The number of clients an advisor needs to have varies greatly depending on their experience level and expertise. It can be anywhere from a few dozen to thousands of clients.
It’s no secret that the financial planning industry is a high-stakes game of client loyalty, retention, and referrals. To compete in this business model, you need to snag and wrangle clients with the most compelling case and turn them into lifelong clients who keep coming back for more. The best way to do that is with a clear definition of what you want your clients to get out of the relationship, then develop a plan to help them accomplish it.
Determining how many clients you’ll need to achieve this goal is the biggest challenge. A good rule of thumb is to have enough clientele to keep you busy for the foreseeable future but not so much that you’re overworked and burned out.
The secret to determining the right number is reverse engineering. The key is to find out your ideal client demographic and then craft a marketing strategy that speaks directly to them. The most effective tactics include the following:
- Optimizing your website.
- Implementing an email marketing system.
- Leveraging paid advertising and social media to connect with prospective clients.

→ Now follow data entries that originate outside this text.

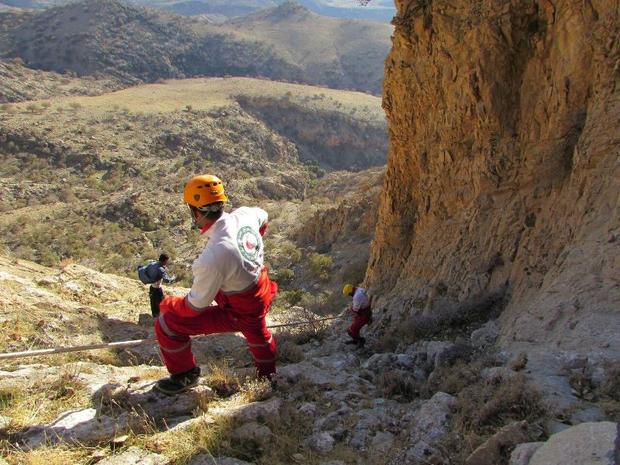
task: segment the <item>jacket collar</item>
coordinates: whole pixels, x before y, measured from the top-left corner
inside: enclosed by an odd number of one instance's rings
[[[206,234],[207,239],[210,239],[211,236],[213,236],[213,234],[221,228],[222,224],[224,224],[224,219],[228,215],[229,213],[226,213],[226,212],[222,213],[222,216],[220,216],[215,223],[209,223],[204,228],[202,228],[200,230],[200,234]]]

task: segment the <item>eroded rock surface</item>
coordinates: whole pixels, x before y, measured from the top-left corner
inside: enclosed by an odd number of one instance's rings
[[[617,5],[396,4],[368,269],[385,329],[503,308],[505,347],[617,356]]]

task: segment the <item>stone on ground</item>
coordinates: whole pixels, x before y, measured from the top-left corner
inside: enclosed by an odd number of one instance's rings
[[[534,452],[536,452],[544,442],[524,442],[517,445],[510,454],[508,465],[528,465]]]
[[[439,441],[447,432],[456,398],[445,392],[438,392],[411,415],[411,428],[407,440],[408,462],[422,462],[436,450],[431,444]]]
[[[172,461],[160,454],[130,447],[125,452],[98,462],[99,465],[172,465]]]
[[[529,465],[619,465],[619,455],[617,423],[582,423],[551,436]]]

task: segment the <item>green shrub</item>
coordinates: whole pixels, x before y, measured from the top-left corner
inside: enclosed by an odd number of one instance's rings
[[[332,269],[333,260],[329,255],[313,253],[308,259],[308,266],[312,274],[321,281],[329,279],[329,273]]]
[[[303,289],[293,289],[291,291],[282,291],[278,294],[280,300],[283,300],[290,306],[299,304],[304,297]]]
[[[275,270],[271,274],[274,281],[277,281],[278,284],[289,284],[295,277],[295,272],[289,268]]]

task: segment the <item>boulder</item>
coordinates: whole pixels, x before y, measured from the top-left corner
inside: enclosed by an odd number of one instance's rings
[[[122,452],[98,462],[99,465],[172,465],[172,461],[160,454],[147,452],[138,447],[130,447]]]
[[[534,452],[543,444],[544,442],[524,442],[517,445],[510,454],[508,465],[528,465]]]
[[[529,465],[619,465],[619,447],[617,423],[582,423],[551,436]]]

Financial advisors need to have enough clients to generate the revenue they need. Generally speaking, the higher your client count is, the more you can afford to pay your team and the less time you need to spend on your own marketing and other business development efforts.

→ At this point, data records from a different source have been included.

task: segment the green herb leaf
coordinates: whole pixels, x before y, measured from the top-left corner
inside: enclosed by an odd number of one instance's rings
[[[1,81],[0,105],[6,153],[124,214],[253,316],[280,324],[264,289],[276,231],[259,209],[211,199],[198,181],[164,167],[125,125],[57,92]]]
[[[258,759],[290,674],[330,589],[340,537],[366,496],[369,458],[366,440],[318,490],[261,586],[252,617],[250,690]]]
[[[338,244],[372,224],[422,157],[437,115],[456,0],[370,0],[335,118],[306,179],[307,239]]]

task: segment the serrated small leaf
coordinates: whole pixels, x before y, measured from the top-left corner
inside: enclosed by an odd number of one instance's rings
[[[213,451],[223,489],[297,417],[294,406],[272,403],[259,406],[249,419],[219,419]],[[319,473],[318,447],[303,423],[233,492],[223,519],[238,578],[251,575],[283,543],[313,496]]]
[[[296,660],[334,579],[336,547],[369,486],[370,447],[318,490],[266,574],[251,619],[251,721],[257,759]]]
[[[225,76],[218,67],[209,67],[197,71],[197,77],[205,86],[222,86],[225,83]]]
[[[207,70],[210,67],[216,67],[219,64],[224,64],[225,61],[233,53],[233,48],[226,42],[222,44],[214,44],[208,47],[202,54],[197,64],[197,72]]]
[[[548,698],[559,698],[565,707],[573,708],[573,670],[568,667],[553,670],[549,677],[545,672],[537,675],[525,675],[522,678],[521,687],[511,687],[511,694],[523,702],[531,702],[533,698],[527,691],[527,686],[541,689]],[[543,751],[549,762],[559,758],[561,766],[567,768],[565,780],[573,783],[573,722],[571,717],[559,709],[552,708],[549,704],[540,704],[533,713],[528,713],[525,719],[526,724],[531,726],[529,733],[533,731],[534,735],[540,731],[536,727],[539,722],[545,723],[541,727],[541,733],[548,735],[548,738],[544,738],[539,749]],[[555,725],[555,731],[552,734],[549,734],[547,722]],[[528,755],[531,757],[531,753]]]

The number of clients you need depends on your financial planning goals. Some advisors may work with high-net-worth individuals, while others prefer to work with small businesses or families.
For most financial advisors, the ideal number of clients is between 100 and 150. This number reflects the capacity of human beings to maintain personal relationships, according to a 1992 study conducted by British anthropologist Robin Dunbar.

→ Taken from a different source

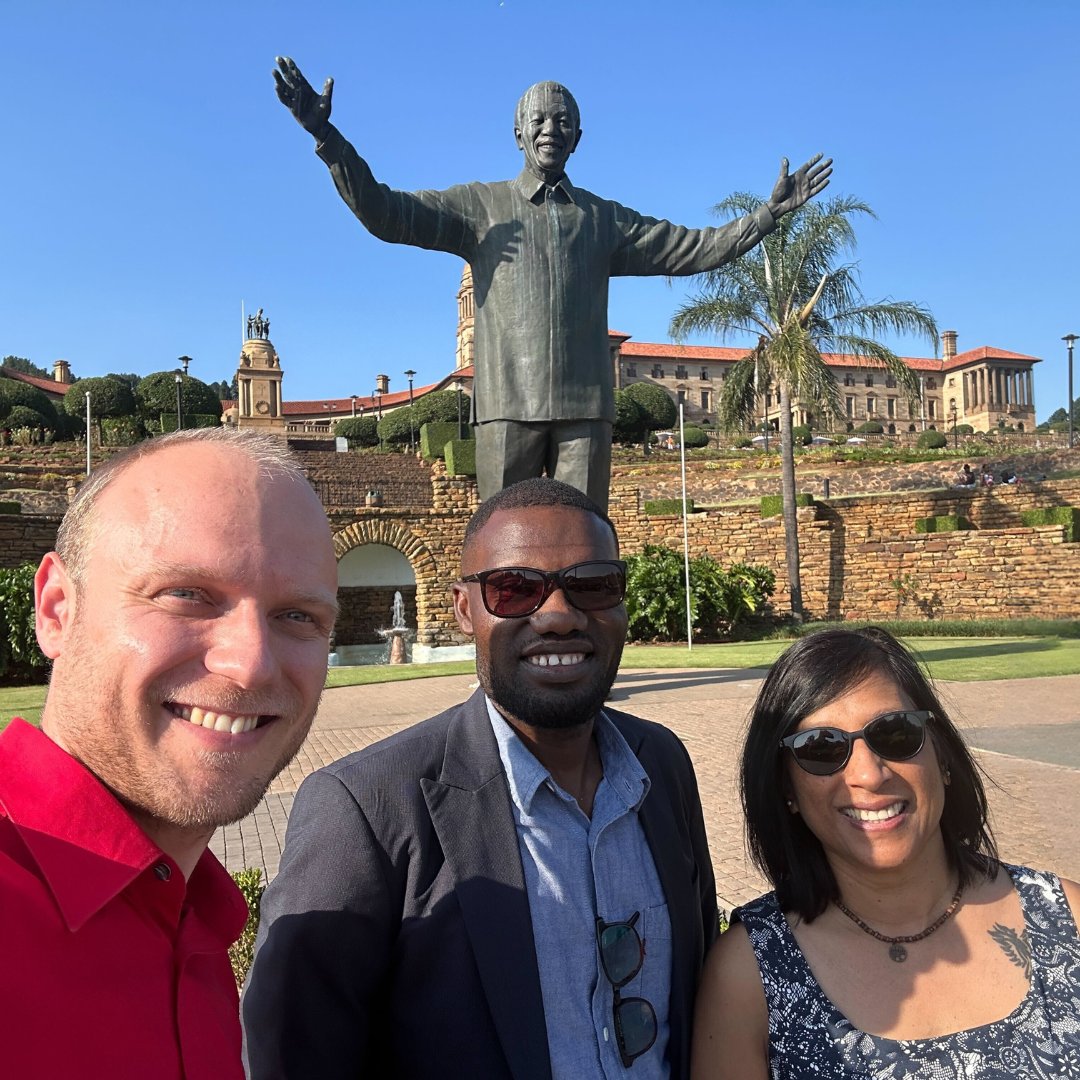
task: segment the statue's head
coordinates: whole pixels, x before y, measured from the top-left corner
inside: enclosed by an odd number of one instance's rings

This limit allows an adviser to focus on a narrow range of clients, design a service model to serve them, and build a platform to reach and market them. This allows them to create a financial advisory business that serves their target niche’s needs, ultimately earning them a healthy living.
The question of how many clients to serve per financial advisor is no doubt on almost everyone’s mind, but it’s a good idea to take the time to figure out what kind of clientele you want to serve and how much you’ll be charging them. This is a key determinant of your success or failure and will impact how many clients you need to sign on the dotted line. Fortunately, several strategies exist to tame the herd and nudge you toward the goalposts. The first is to understand your customer base, the second is to develop a plan to attract new customers, and the third is to ensure your existing ones are happy. You can do this by providing a solid customer experience and delivering the services they’ve come to expect from you. The most effective way to do this is by implementing a client service plan that details how you will provide them with value in return.
If you want to make a decent living and build a successful practice, knowing how many clients you need to maintain is important. The right number of clients depends on your firm’s size and the client types you serve. For example, an advisory with several junior advisers and assistants can manage a larger client base than just one senior adviser and one person doing most of the administrative work.
As a rough guideline, a financial planner who targets 100 clients, works 12 hours with each and charges $150/hour (in some combination of hourly, annual retainer fees and implementation commissions) can expect to make $180,000 in revenue and have a net take-home pay of up to $150,000. That may be enough for a small lifestyle firm to make ends meet. The key is to choose a niche clientele you can service and provide value to without worrying about overserving the masses.